At this point, however, let’s pause as we return to our gospel of the day. We are observing that our earliest Christian forebears wrestled with each other and with themselves about possessions and earning a living, and with what and whom their money should go towards, and how this would enable the Lord to be praised and served, and how it enabled the then missions to flourish and thrive. It looks to me that not a lot has changed; but also that what was once urgent and vital is still just as pressing. How we earn money, how we disperse it, who it goes to, what it hopes to achieve: all these matter every bit as much as they ever did; and this goes for the corporate concerns of larger organisations like banks and businesses, the Archbishops’ Council and the Church Commissioners, just as much as it applies to us as individuals or to us as a local church with a localised mission. Luke’s gospel and the Year C lectionary will not let us off the hook lightly! And the continuing urgency of the matter is conveyed in today’s second reading in the second section. “Be dressed for action, and have your lamps lit,” says Ch.12 v.35. But for what, or for whom, we might ask? For the coming of the master, of course, who will call us to account for what we are doing with what we have! “For the Son of Man comes at an unexpected hour!” He comes not when we are signing the gift aid form for Christian Aid, or counting the emergency collection for the Pakistan flooding.
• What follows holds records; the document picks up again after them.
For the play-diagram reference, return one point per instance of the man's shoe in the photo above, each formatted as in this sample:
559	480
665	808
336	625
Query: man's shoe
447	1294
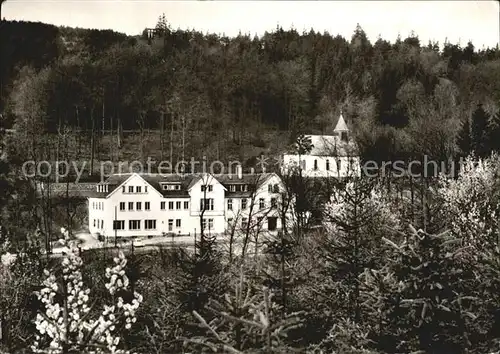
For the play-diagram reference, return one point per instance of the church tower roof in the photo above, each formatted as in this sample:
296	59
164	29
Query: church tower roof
341	126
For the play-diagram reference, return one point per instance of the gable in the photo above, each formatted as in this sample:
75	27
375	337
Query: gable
133	180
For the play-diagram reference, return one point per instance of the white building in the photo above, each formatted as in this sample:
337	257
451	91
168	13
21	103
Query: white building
330	156
139	205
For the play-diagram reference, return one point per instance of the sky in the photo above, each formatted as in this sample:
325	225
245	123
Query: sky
458	21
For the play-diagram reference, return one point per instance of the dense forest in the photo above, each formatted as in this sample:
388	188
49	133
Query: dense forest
384	265
176	92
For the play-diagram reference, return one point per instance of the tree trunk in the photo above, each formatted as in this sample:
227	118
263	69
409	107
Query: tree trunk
92	142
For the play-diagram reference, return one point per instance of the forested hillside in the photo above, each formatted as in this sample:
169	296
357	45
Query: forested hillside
113	97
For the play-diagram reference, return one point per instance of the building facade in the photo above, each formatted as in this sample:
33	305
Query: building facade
141	205
330	155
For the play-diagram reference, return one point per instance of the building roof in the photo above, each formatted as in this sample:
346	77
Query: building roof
89	190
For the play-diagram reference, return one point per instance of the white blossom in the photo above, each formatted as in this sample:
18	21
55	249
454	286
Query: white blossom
66	324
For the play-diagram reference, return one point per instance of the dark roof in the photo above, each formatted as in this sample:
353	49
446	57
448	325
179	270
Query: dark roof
82	190
89	190
156	180
246	178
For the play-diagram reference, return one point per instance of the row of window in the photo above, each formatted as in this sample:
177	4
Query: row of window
137	189
206	204
207	223
98	205
148	224
171	205
272	223
208	188
138	206
238	187
99	224
327	164
147	206
262	203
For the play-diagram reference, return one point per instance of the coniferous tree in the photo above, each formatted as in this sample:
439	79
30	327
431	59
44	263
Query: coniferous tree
479	132
464	139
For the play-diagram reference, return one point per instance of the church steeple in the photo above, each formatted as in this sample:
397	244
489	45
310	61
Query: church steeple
341	128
Rather, the Son of Man comes when we’re signing the cheque for the luxury holiday we so need and for the low price shares that we know will double within six months! The point is of, course, that the Master or the Lord comes now; he comes now to challenge us to rehearse our thinking and our action on these important issues. And he will call us again and again to make purses for ourselves that do not wear out…….
But what, we may ask, are these purses like? Well, I always try and buy my wallets on holiday in places where leather is cheaper; and having been on holiday recently and bought my latest leather wallet, I am well aware how quickly a wallet or a purse wears out. I think I get through one every three or four years. But what are purses like that don’t wear out? The answer, of course, is that a purse that does not wear out is an empty purse! – a purse that’s spent up, and that’s given all it’s contents away for the sake of the kingdom. Or should we say, that’s given away all its disposable income? And it is a purse which is, therefore, of no interest to moth, because it’s still shiney and new, or to thief, as it’s empty. And it is a purse that will never fail in heaven because it tells its own story to the company of the saints, that the kingdom came first.

An empty purse for the sake of the kingdom is a challenge to all of us, and something we can all aim for. The fact that the Christians of the Jerusalem Church and the Christians of the Pauline missions held different views on how money and possessions should be handled, and adopted different stances and practices on these issues, helps us, I think, to discover what best routes we can take to achieve this greater goal.

We wish one another good spending, good giving, good receiving and good missionising – all in the cause of the kingdom of God. Amen.